5. Check Logs if Issues Occur
# Get allocations
allocations=$(nomad job status -json example-job | jq -r '.Allocations[0].ID')
# Check logs
nomad alloc logs $allocations
nomad alloc logs -stderr $allocations
6. Fix Issues and Update
If you encounter issues:
- Fix the code in your local environment
- Commit and push changes to Gitea
- Redeploy the job
- Check status and logs again
7. Stop the Job When Done
# Stop without purging (keeps job definition)
nomad job stop example-job
# Stop and purge (completely removes job)

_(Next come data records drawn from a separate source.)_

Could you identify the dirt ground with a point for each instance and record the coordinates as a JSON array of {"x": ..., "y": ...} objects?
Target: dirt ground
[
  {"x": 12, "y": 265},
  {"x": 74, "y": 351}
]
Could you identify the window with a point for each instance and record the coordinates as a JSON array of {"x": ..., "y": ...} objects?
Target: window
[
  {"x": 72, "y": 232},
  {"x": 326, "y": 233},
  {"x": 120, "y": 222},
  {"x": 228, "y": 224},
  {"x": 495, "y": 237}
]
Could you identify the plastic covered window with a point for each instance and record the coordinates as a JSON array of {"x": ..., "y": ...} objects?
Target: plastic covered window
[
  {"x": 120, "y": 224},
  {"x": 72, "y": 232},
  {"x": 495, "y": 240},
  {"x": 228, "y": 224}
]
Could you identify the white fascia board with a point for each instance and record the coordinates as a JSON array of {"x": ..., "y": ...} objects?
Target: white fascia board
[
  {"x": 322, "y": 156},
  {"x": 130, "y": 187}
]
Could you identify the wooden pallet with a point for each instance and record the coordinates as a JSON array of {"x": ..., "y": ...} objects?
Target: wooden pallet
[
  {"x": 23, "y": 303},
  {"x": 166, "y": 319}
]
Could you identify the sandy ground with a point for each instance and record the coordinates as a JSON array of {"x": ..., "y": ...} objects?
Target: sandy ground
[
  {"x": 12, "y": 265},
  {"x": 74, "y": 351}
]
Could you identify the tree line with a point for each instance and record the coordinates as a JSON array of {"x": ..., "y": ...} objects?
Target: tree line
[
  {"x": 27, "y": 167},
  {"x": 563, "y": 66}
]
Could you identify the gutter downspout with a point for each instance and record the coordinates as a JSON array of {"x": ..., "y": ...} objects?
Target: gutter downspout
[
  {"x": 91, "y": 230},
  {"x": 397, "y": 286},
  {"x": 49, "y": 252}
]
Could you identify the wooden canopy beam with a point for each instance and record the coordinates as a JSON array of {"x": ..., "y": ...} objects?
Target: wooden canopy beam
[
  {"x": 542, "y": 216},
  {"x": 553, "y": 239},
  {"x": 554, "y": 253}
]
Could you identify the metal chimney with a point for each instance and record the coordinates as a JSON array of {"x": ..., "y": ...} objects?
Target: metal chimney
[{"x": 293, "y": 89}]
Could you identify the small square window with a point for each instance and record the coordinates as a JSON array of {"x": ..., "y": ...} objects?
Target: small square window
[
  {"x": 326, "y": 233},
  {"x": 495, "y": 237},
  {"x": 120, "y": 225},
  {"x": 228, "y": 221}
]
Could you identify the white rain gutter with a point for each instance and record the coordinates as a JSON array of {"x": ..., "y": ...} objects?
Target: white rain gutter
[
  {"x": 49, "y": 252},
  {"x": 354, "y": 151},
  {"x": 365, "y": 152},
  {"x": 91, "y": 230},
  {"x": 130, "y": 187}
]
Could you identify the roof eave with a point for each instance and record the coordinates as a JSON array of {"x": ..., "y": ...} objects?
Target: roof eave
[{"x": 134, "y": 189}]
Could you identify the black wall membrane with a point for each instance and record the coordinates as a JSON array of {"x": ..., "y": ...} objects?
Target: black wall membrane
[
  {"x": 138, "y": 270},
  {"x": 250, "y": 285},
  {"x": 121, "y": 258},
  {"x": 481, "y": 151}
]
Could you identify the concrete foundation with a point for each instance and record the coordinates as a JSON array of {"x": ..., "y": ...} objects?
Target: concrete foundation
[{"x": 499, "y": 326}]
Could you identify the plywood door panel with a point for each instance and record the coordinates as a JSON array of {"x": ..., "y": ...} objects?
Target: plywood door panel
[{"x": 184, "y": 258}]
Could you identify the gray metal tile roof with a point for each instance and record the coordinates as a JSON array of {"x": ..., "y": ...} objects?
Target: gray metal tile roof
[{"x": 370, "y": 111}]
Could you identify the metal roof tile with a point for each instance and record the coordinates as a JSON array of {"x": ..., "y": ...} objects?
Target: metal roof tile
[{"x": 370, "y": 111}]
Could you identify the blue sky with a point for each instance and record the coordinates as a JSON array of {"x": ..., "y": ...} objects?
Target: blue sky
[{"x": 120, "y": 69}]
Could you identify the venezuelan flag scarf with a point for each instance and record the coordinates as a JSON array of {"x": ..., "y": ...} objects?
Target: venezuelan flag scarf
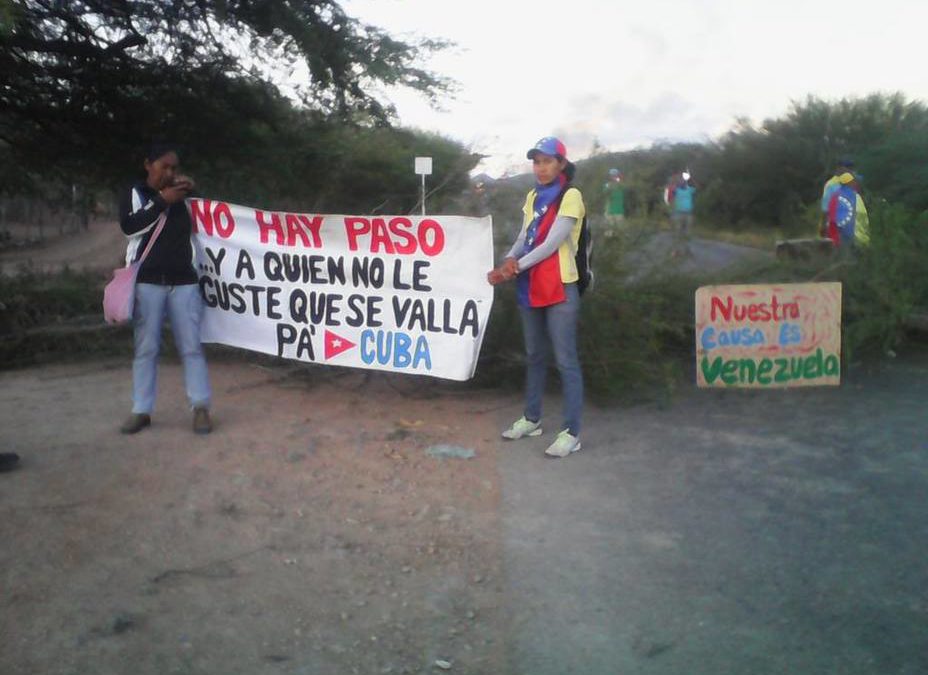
[{"x": 541, "y": 285}]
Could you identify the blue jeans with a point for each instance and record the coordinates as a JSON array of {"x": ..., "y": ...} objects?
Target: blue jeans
[
  {"x": 554, "y": 327},
  {"x": 184, "y": 306}
]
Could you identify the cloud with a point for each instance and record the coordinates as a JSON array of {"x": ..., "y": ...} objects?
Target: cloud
[{"x": 618, "y": 125}]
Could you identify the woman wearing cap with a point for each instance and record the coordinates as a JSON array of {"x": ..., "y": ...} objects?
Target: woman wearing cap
[
  {"x": 542, "y": 262},
  {"x": 166, "y": 285}
]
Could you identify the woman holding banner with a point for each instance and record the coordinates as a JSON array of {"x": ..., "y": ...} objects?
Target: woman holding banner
[
  {"x": 542, "y": 262},
  {"x": 152, "y": 214}
]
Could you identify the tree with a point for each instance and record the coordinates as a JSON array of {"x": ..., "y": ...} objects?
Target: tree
[{"x": 83, "y": 81}]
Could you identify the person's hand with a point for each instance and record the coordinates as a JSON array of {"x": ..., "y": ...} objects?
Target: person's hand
[
  {"x": 174, "y": 193},
  {"x": 181, "y": 181},
  {"x": 509, "y": 268}
]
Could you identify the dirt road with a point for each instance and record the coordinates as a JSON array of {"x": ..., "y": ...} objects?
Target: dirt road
[{"x": 733, "y": 532}]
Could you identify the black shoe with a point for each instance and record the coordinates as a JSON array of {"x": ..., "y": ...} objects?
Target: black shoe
[
  {"x": 8, "y": 461},
  {"x": 202, "y": 424}
]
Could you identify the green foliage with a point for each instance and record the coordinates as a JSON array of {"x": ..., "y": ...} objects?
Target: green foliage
[
  {"x": 82, "y": 84},
  {"x": 887, "y": 281},
  {"x": 53, "y": 317},
  {"x": 771, "y": 176}
]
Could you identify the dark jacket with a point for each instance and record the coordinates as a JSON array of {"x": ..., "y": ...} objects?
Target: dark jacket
[{"x": 170, "y": 262}]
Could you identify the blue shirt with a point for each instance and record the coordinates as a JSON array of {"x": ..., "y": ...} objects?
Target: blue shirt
[{"x": 683, "y": 199}]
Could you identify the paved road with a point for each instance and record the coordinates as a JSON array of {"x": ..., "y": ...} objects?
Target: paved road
[{"x": 735, "y": 532}]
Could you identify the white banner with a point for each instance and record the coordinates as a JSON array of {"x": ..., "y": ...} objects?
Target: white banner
[{"x": 400, "y": 293}]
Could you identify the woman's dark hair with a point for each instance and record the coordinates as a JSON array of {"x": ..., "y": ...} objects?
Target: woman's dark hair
[{"x": 160, "y": 149}]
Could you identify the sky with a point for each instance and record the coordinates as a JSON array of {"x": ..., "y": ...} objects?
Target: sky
[{"x": 627, "y": 74}]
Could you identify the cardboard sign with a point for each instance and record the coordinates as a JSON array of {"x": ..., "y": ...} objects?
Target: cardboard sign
[
  {"x": 399, "y": 293},
  {"x": 786, "y": 335}
]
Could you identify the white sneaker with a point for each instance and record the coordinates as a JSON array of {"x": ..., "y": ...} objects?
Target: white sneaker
[
  {"x": 563, "y": 445},
  {"x": 522, "y": 427}
]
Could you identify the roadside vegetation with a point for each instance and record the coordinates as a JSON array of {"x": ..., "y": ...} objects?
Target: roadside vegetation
[{"x": 70, "y": 143}]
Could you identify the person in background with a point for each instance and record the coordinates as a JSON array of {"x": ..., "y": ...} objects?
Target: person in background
[
  {"x": 848, "y": 222},
  {"x": 682, "y": 214},
  {"x": 166, "y": 285},
  {"x": 615, "y": 201},
  {"x": 543, "y": 264},
  {"x": 845, "y": 165}
]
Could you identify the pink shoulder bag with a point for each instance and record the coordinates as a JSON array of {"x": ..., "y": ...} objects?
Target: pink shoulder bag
[{"x": 119, "y": 294}]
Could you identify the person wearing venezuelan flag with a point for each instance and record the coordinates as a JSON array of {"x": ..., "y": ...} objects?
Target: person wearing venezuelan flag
[
  {"x": 848, "y": 222},
  {"x": 542, "y": 261}
]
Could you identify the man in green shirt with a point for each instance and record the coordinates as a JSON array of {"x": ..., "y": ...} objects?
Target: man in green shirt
[{"x": 615, "y": 200}]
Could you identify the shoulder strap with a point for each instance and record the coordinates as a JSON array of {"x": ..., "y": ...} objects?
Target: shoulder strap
[{"x": 162, "y": 219}]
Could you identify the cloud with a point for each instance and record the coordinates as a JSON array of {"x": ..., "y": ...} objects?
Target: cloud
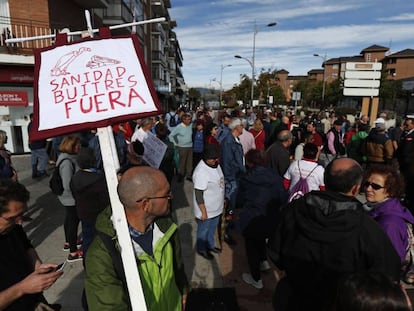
[
  {"x": 211, "y": 33},
  {"x": 401, "y": 17}
]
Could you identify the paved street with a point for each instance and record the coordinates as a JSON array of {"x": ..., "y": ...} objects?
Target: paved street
[{"x": 46, "y": 233}]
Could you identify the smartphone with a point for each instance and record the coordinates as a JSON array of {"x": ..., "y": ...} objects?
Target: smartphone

nomad job stop -purge example-job
Best Practices
-
Always commit and push code before deployment: When using Gitea artifacts, ensure your code is committed and pushed before deploying jobs.
-
Use namespaces: Organize jobs by environment (development, staging, production).
-
Set appropriate resource limits: Specify realistic CPU and memory requirements.
-
Implement health checks: Add service health checks to detect application issues.
-
Use environment variables: Configure applications through environment variables for flexibility.
-
Implement proper error handling: Add robust error handling in your application.
-
Monitor job status: Regularly check job status and logs.
-
Version your artifacts: Use specific tags or commits for reproducible deployments.
-
Document job specifications: Keep documentation of job requirements and configurations.
-
Test locally before deployment: Verify application functionality in a local environment.
Conclusion
Managing Nomad jobs effectively requires understanding the job lifecycle, proper configuration, and troubleshooting techniques. By following this guide, you should be able to create, deploy, monitor, and troubleshoot Nomad jobs efficiently.
Remember that the most common issues are related to resource constraints, network connectivity, and configuration errors. Always check logs when troubleshooting, and ensure your code is properly committed and pushed to Gitea before deployment.